Ahora el pánico acampa en las filas imperiales. Murmura y deambula por la nave. Crassus se lamenta por su jet. El asesor, Yupe Tashu, reza en algún idioma herético para suplicar a cualquier Fuerza Oscura que él llame en tiempos de crisis. Shale simplemente se inclina hacia delante, la cabeza entre las piernas. Como si estuviera enferma. Ella es una general, acostumbrada, en parte, a estar en el suelo. O enclaustrada en algún cuarto de guerra. No es un soldado, o al menos no lo ha sido por años.

Jas, por su parte, se limita a mantenerse quieta. Como Pandion, quien parece tener un odio real hacia Sinjir. Ojos negros como un par de cañones de bláster listos para disparar.

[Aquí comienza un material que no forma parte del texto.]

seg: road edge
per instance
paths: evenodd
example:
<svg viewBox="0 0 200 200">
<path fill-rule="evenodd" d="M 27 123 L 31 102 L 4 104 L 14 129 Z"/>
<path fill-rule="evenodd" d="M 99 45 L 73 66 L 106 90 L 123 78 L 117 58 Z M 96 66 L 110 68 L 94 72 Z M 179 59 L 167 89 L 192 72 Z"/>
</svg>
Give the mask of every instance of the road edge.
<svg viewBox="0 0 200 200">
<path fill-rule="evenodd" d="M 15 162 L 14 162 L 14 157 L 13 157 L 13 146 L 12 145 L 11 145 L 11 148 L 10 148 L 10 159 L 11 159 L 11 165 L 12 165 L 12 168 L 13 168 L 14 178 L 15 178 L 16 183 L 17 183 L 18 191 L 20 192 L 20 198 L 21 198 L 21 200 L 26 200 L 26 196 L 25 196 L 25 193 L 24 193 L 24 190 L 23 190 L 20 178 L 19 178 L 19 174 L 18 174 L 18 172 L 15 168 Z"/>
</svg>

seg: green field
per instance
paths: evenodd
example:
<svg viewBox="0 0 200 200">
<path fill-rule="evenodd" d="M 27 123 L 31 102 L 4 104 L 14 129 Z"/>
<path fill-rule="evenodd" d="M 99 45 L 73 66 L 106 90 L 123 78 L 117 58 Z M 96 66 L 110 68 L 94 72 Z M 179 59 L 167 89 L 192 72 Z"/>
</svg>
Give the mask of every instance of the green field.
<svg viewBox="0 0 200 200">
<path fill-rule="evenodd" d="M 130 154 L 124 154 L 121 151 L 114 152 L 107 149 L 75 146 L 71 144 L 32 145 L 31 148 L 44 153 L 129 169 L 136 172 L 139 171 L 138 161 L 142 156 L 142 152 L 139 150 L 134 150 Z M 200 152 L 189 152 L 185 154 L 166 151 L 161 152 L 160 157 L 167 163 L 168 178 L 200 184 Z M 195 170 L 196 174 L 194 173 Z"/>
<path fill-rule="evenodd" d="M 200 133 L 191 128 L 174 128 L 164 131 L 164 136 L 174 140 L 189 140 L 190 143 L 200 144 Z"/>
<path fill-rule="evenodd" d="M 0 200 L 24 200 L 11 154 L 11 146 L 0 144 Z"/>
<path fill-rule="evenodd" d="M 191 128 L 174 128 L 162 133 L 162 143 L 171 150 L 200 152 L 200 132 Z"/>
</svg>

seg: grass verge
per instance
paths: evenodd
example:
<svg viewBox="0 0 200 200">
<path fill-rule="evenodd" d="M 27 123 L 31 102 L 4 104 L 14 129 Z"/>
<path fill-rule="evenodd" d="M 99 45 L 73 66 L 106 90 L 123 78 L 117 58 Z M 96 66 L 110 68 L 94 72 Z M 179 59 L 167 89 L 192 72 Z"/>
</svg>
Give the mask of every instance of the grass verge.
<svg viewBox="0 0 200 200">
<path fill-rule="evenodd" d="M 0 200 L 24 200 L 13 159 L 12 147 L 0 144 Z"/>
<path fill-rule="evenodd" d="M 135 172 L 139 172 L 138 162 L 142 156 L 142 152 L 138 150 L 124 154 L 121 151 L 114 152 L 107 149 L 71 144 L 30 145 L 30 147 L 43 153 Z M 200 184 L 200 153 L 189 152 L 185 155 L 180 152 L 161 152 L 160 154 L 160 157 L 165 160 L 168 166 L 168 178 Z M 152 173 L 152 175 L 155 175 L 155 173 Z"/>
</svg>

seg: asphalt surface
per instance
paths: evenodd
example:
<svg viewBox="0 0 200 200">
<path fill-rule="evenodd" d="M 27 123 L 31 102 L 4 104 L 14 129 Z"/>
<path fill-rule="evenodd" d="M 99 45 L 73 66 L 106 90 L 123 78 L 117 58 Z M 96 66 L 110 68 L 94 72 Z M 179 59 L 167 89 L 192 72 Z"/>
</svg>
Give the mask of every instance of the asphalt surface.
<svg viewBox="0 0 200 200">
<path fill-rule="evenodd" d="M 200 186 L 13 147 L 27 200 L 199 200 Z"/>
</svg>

Entra un soldado de asalto.

—Estamos separados de la parte frontal de la nave. Las puertas de presión nos han sellado.

Pandion, sin retirar la mirada de Sinjir, levanta su comunicador y habla:

—Almirante Sloane, ¿está ahí?

Su comunicador cruje. La voz de ella emerge: quebrada, con estática, pero ahí.

—Moff Pandion, estamos realmente ocupadas.

—¿Debemos anticipar la muerte? Esta nave tiene cápsulas de escape, ¿no es así?

La voz de Sloane regresa:

—Estamos a salvo. Casi en órbita. Paciencia.

Jas no sabe qué está sucediendo.

Pero el caos ha enterrado sus colmillos en la situación.

Y en el caos…, merodea la oportunidad.